The story leading up to this Thursday’s scheduled reveal is this: Early last week, the operators of one #OpKKK-affiliated Twitter account (“Operation KKK”) claimed to have obtained the information of 1,000 Klan members, and said they planned to reveal their identities. That was followed up by two posts that all but declared war on the KKK.

Yesterday, people claiming to be part of #OpKKK appeared to jump the gun, posting a list of elected officials, phone numbers and another identifying information they said belonged to individuals associated with the Klan. Any association with the KKK was quickly debunked by the politicians named, news outlets and others. The Operation KKK account defiantly tweeted that #OpKKK had nothing to do with the release. It seemed #OpKKK was toast before it ever got off the ground.

But experts and recent history indicate that just because a possible lone wolf put something out there ahead of a scheduled dump, that does not mean #OpKKK will flame out.

McGill University anthropologist Gabriella Coleman, who literally wrote the book on Anonymous, spoke with Re/code about the Nov. 5 hack.
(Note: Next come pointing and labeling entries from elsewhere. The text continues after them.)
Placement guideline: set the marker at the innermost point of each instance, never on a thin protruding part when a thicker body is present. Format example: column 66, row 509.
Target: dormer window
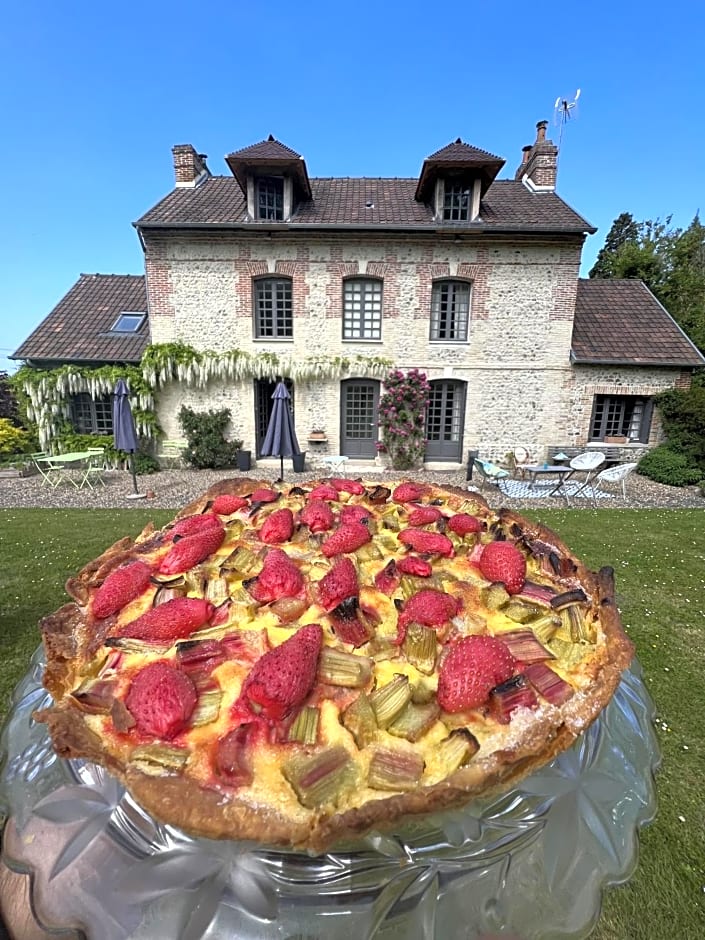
column 270, row 198
column 456, row 202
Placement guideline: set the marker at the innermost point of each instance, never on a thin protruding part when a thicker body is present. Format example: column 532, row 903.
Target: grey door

She pointed to Anonymous’ previous attacks on the Klan and neo-Nazis, last year’s #OpFerguson and recent successful hacks of the Canadian government as examples of where Anonymous is now focusing its efforts.

“I’ve been following reactions on Twitter, and people are excited,” Coleman said. “A lot of people know that racism is such a problem. But one of the problems is that it exists in these kind of invisible social patterns, so when you can find actually concentrated forms of racism in an organization, it’s like ‘Oh, what a relief.’”

Selecting a target like the Klan could work in Anonymous’ favor, because there is probably nothing in American culture that better illustrates a “concentrated form of racism” than the white robes of the Klan. Additionally, the Klan is a weakened organization, whose power has been sapped over the last number of years by changing societal attitudes and constant infighting.

Last year, the Southern Poverty Law Center described the Klan as more focused on spending their “time and energy attacking one another than they do their oft-named enemies,” and that individual “Klaverns'” only growth comes from “absorbing the detritus of other groups.”

Coleman also points out that when Anonymous got involved in Ferguson, someone screwed up and “doxxed” (revealed the personal information of) a St. Louis man who had nothing to do with the death of Michael Brown. Though Anonymous quickly distanced itself from the account that posted the information, the bungled doxxing characterizes the organization’s chaotic decision-making process, which often harms innocent people.

Or as Ahmed Ghappour, a professor at the UC Hastings law school who studies cyber security, put it, “The fact that the lead-up to the dump is so unpredictable is predictable.”

When Coleman and I spoke, before it was clear that the list of names publicized yesterday was inaccurate, she posited that even if the circulated list of politicians was bogus, there was reason to believe the organizers of #OpKKK could have still obtained the names of 1,000 people legitimately associated with the Klan.

“I suspect there are some old-timers involved. In the Canadian government hacks, there were people who’ve been involved since 2010 and 2011,” Coleman said “[Those hacks succeeded] because they were really good organizers, corralled new people, connected warring factions — hypothetically, that could be the same for this as well.”

Still, it’s hard to discern what’s going on behind these scenes, and whether yesterday’s bad dump was the work of a lone operative or the result of some internal power struggle. Coleman says Anonymous has become “much more careful with their security. … It’s harder to know what’s going on.”

“My jaw was dropping this morning. As someone who studies them, it’s really hard to be shocked,” Coleman said. “Holy shit. If they’re right, this is huge. If they’re wrong, it’s huge — they’re going to be massively discredited. One police officer is kind of minimal. This isn’t.”